Generation of AuPd22/Au2Pd21 analogues of the high-nuclearity Pd23(CO)20(PEt3)10 cluster containing 19-atom centered hexacapped-cuboctahedral (ν2-octahedral) metal fragment: structural-to-synthesis approach concerning formation of Au2Pd21(CO)20(PEt3)10

Abstract

Reactions of Pd(PEt₃)₂Cl₂ and Au(PPh₃)Cl in DMF with NaOH under CO atmosphere gave rise to the unique capped three-shell homopalladium Pd₁₄₅(CO)_x(PEt₃)₃₀ (x ∼ 60) and two neutral Au–Pd clusters: Au₂Pd₂₁(CO)₂₀(PEt₃)₁₀ (1) and Au₂Pd₄₁(CO)₂₇(PEt₃)₁₅ (following article).

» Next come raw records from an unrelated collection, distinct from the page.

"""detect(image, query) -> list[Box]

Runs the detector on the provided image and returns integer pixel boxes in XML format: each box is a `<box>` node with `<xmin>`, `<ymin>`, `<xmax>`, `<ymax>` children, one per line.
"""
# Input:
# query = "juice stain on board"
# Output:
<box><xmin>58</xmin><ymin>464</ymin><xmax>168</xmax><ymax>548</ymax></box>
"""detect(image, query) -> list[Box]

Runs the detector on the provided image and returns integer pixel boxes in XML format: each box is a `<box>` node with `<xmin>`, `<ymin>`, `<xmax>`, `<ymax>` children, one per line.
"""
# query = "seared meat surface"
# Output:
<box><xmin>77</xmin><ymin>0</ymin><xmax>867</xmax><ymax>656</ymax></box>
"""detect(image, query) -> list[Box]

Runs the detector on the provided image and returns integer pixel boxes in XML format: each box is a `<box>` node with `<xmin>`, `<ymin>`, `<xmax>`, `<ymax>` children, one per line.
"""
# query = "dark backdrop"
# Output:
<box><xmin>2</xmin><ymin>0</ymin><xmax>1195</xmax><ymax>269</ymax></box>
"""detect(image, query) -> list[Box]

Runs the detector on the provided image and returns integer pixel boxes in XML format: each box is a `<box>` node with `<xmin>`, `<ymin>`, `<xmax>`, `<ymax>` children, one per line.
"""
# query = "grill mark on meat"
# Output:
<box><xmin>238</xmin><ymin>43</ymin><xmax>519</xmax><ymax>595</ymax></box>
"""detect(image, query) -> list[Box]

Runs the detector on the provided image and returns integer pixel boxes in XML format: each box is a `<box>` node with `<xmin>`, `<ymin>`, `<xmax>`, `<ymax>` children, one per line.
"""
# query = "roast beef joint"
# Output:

Similar reactions with Pd(PMe₃)₂Cl₂ being used in place of Pd(PEt₃)₂Cl₂ afforded Au₂Pd₂₁(CO)₂₀(PMe₃)₁₀ (2), the trimethylphosphine analogue of 1, and the electronically equivalent [AuPd₂₂(CO)₂₀(PPh₃)₄(PMe₃)₆]⁻ monoanion (3) as the [PPh₄]⁺ salt. Each of these three air-sensitive 23-atom heterometallic Au–Pd clusters was obtained in low yields (7–25%); however, their geometrical similarities with the known cuboctahedral-based homopalladium Pd₂₃(CO)₂₀(PEt₃)₁₀ (4), recently obtained in good yields from Pd₁₀(CO)₁₂(PEt₃)₆, suggested an alternative preparative route for obtaining 1. This “structure-to-synthesis” approach afforded 1 in 60–70% yields from reactions of Pd₁₀(CO)₁₂(PEt₃)₆ and Au(PPh₃)Cl in DMF with NaOH under N₂ atmosphere. Both the compositions and atomic arrangements for 1, 2 and 3 were unambiguously established from low-temperature single-crystal CCD X-ray crystallographic determinations in accordance with their nearly identical IR carbonyl frequencies. Cluster 1 was also characterized by ³¹P{¹H} NMR, cyclic voltammetry (CV) and elemental analysis. The virtually identical Au₂Pd₂₁ core-architectures of 1 and 2 closely resemble that of 4, which consists of a centered hexa(square capped)-cuboctahedral Pd₁₉ fragment of pseudo-O_h symmetry that alternatively may be viewed as a centered Pd₁₉ ν₂-octahedron (where ν_n designates (n + 1) equally spaced atoms along each edge). [AuPd₂₂(CO)₂₀(PPh₃)₄(PMe₃)₆]⁻ (3) in the crystalline state ([PPh₄]⁺ salt) consists of two crystallographically independent monoanions 3A and 3B; a superposition analysis ascertained that their geometries are essentially equivalent. A CV indicates that 1 reversibly undergoes two one-electron reductions and two one-electron oxidations; these reversible redox processes form the basis for an integrated structural/electronic picture that is compatible with the existence of the electronically-equivalent 1–3 along with the electronically-nonequivalent 4 (with two fewer CVEs) and other closely related species.